Signers include former Senator Byron Dorgan (ND); Lt. Generals John Castellaw (USMC ret.), Robert Gard (USA ret.) and Arlen D. Jameson (USAF ret.); and Ambassadors Kenneth C. Brill, Ralph Earle II, Thomas Graham Jr., Peter Galbraith and Nancy Soderberg. The letter was also signed by two former Members of Congress, other retired generals, sitting State Senators and Representatives and heads of various nongovernmental organizations.

The full text of the letter and all signers can be found here.

In reference to the cuts former Senator Dorgan said: “Terrorist groups are working overtime to acquire nuclear weapons with which to terrorize the world. Our country needs to show leadership in preventing terrorists from acquiring nuclear weapons. Cutting federal spending now on the nuclear non-proliferation programs would be a very dangerous mistake.”

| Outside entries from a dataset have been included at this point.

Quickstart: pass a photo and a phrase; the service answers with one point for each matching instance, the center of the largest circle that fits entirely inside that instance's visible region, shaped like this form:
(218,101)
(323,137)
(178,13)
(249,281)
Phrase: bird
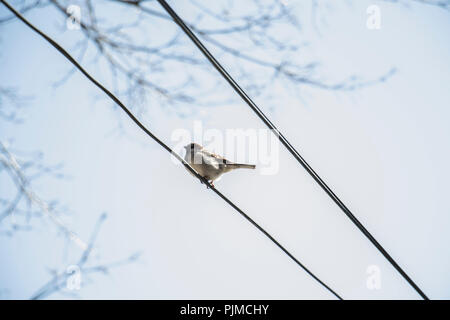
(209,165)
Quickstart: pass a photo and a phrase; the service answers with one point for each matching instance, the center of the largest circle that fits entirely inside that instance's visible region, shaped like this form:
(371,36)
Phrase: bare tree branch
(82,268)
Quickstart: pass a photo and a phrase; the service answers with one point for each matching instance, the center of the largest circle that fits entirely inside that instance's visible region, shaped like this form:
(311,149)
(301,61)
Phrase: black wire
(286,143)
(140,125)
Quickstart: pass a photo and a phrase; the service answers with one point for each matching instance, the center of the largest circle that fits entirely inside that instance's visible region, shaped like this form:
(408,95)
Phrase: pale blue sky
(384,150)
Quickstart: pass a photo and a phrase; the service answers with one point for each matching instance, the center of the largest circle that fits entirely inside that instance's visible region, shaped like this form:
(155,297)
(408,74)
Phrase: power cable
(286,144)
(141,126)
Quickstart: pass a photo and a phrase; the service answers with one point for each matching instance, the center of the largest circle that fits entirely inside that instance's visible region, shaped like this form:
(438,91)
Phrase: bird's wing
(217,158)
(210,159)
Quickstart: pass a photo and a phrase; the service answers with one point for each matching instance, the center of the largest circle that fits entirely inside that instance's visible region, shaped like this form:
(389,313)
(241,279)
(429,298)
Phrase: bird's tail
(240,165)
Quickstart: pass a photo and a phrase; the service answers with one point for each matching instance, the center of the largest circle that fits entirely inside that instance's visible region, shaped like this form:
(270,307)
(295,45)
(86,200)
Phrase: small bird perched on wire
(209,165)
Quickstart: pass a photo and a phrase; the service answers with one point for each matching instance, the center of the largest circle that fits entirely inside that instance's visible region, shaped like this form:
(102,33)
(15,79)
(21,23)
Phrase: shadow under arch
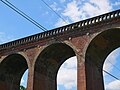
(99,48)
(48,64)
(11,70)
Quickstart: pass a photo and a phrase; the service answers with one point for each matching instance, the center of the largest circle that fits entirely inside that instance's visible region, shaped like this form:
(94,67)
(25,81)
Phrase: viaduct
(91,40)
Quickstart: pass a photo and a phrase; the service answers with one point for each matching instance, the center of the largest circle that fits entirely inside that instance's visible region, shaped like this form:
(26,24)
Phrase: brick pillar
(81,77)
(94,75)
(30,79)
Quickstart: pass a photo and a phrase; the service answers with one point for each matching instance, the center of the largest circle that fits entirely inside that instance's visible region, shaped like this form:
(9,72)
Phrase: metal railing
(84,23)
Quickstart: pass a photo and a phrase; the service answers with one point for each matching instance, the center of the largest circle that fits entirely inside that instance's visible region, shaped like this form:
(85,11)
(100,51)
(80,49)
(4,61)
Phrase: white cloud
(77,10)
(67,75)
(22,81)
(60,22)
(116,3)
(62,1)
(54,7)
(114,85)
(4,38)
(72,11)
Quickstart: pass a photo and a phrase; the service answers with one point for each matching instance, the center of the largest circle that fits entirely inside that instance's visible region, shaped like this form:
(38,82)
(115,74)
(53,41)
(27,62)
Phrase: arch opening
(48,64)
(99,48)
(111,65)
(11,70)
(67,75)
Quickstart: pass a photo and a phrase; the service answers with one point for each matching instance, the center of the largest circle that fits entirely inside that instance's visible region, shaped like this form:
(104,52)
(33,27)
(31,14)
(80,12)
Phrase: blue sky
(13,26)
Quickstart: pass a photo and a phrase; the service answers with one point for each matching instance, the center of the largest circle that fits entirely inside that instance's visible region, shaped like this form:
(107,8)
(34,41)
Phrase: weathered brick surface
(44,55)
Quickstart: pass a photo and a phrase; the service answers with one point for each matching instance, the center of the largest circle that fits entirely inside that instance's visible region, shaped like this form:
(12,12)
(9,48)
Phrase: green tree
(22,88)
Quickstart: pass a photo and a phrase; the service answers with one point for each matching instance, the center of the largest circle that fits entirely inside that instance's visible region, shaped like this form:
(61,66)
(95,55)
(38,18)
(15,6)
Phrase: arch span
(48,64)
(98,49)
(11,70)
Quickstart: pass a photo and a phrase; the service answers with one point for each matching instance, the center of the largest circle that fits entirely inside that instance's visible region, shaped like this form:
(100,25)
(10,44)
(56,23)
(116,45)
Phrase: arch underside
(11,71)
(47,65)
(99,48)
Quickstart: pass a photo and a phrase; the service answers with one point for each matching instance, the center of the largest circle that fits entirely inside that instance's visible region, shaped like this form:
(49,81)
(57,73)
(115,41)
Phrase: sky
(13,26)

The letter originated with the Council for a Livable and the Center for Arms Control and Non-Proliferation. Center for Arms Control and Non-Proliferation’s Director of Non-Proliferation Programs, Kingston Reif said: “Reducing funding for these programs increases the amount of time it will take to secure or eliminate dangerous materials that could be used by terrorists in an improvised nuclear explosive device or a dirty bomb.”

Council for a Livable World is a non-partisan advocacy organization dedicated to increasing national security, particularly through reducing of the danger of nuclear weapons proliferation. The Council advocates for a strong and sensible national security policy and helps elect congressional candidates supporting those ideals.